NOTE: This review was originally part of our Sundance 2023 coverage*
John Carney doesn’t make musical romances. He makes romances about music and the way music can bond people together. Sure, romantic love is part of it, but his other films have encompassed professional love, puppy love, and now a mother’s love for her son. Flora and Son is Carney’s latest low-key, crowd-pleasing human drama; a knockout film about people with a passion for music. Carney’s movies, virtually all Ireland-based with the exception of 2013’s New York-set Begin Again (quite good despite the backlash to Keira Knightley’s casting…and singing) do the things that the best songs do, which is hit you right in the heart. Considering the rousing standing ovation the film received here at Sundance following today’s world premiere, Carney has another gem on his hands.
When Carney shoots his shot, he simply doesn’t miss. Once again, his casting choices are impeccable. He’s given Eve Hewson a true breakout role as Flora, a scrappy Dublin single mom struggling to raise her angry, rebellious son Max, played by talented newcomer Orén Kinlan. Like many women in her town, Flora was a young mother. Too young to really get the most out of life at the time when you’re supposed to. So she’s become a pretty irresponsible adult, hitting the clubs and shagging random men. Flora is looking for something out there. She and Max exchange insults more than anything else, often leading to her dropping him off to stay with his dad, Ian (Jack Reynor), a former rocker who is also ill-suited to this parenting thing. None of this is helping Max, whose juvenile delinquency and life of petty crime is quickly catching up to him.
“This can’t be my narrative, living in a shoebox with a kid who hates me”, Flora tells a friend.
Carney is a big ol’ cheeseball when it comes to love and music.
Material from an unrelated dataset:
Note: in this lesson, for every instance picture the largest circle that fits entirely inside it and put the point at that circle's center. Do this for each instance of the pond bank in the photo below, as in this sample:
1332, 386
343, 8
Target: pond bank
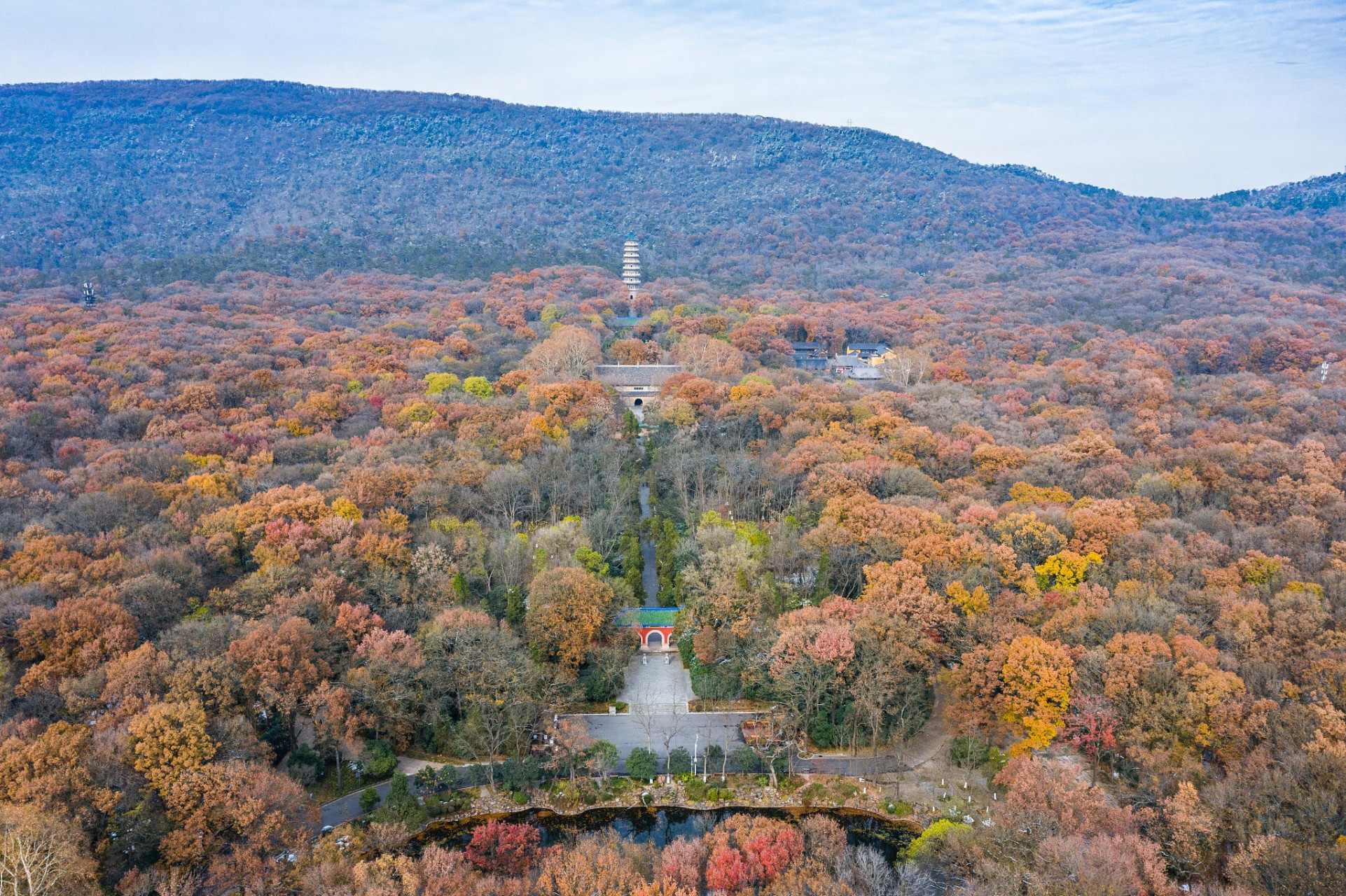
660, 824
That’s probably one of the reasons he’s such a beloved filmmaker. Making good music, and building a strong romantic foundation, requires total commitment. Carney asks the audience to completely commit to his rosy-colored viewpoint, and to his credit, he gives us plenty of reason to want to. When Flora’s gift of a guitar goes unappreciated by Max, she decides to take up the instrument for herself. This leads her to Jack (Joseph Gordon-Levitt), a soft-spoken L.A. guitar instructor she found on YouTube. Flora’s instantly taken with his calming voice and kind face, but in the first $20 lesson she tarts it up way too much and nearly ruins the whole thing. When asked about her musical motivations, and why she wants to play the guitar, her answers are all selfish: to look sexy, to impress people, to win back her husband.
You can probably take a guess what happens next. Over the course of many lessons, Flora not only becomes a better guitar player, but she reignites something within Jack, as well. Carney, who has always understood the connection people can make through song, reorients the framing so that Jack isn’t just a figure on Flora’s laptop screen. He reemerges by her side, or across the dinner table, so they can appear to be near one another, bonded through song. It’s a clever device that draws us further into their budding romance. After sharing a song together, Flora jokes that it was a lot like they just had sex. “It’s all very intimate, isn’t it?” And of course, she’s right. Making good music can be like making sweet love.
Meanwhile, Max is quietly becoming a junior music producer in his own right, using his computer to create hip-hop and dance tracks, mostly to impress a local girl. But it’s also a way for mother and son to find something they both can share in and act like a real family. This isn’t just a movie about Flora’s long-distance love story, otherwise, it would probably need a different title.
Hewson is the real deal here. Flora is definitely rough around the edges but Hewson reveals her to be a woman who wants to be noticed for more than her body or her attitude. A fantastic scene finds Flora playing Joni Mitchell’s “Both Sides Now” (Carney shows the full clip, a brave decision) and seeing how easily she could command attention with a few chords of her guitar and a deeply personal song about her life. Gordon-Levitt is good here, as well, bringing Jack to life even as he’s seen mostly through ZOOM calls. Jack could be seen as pathetic (a failed musician selling guitar lessons over Youtube) under another actor’s portrayal, but JGL always has an honest quality about him that is hard to resist.
Carney isn’t doing anything he hasn’t done in his previous films. There are echoes of Sing Street in Max’s storyline, for example, and while it’s considerably grittier, Flora’s musical journey of self-discovery is similar to Begin Again. But do we want something different from Carney? Absolutely not. We want people who bear their souls to the one person who understands them most. Carney has never been one to go with the most obvious of happy endings, but with Flora and Son he defies the easy path and delivers what is easily his most satisfying conclusion since Once. Carney has another chart-topping hit on his hands. Nobody makes movies about music like he does, and if we get one of these every few years it’ll make up for all of the mediocre music biopics in-between.
Flora and Son will hit theaters on September 22nd and Apple TV+ on September 29th.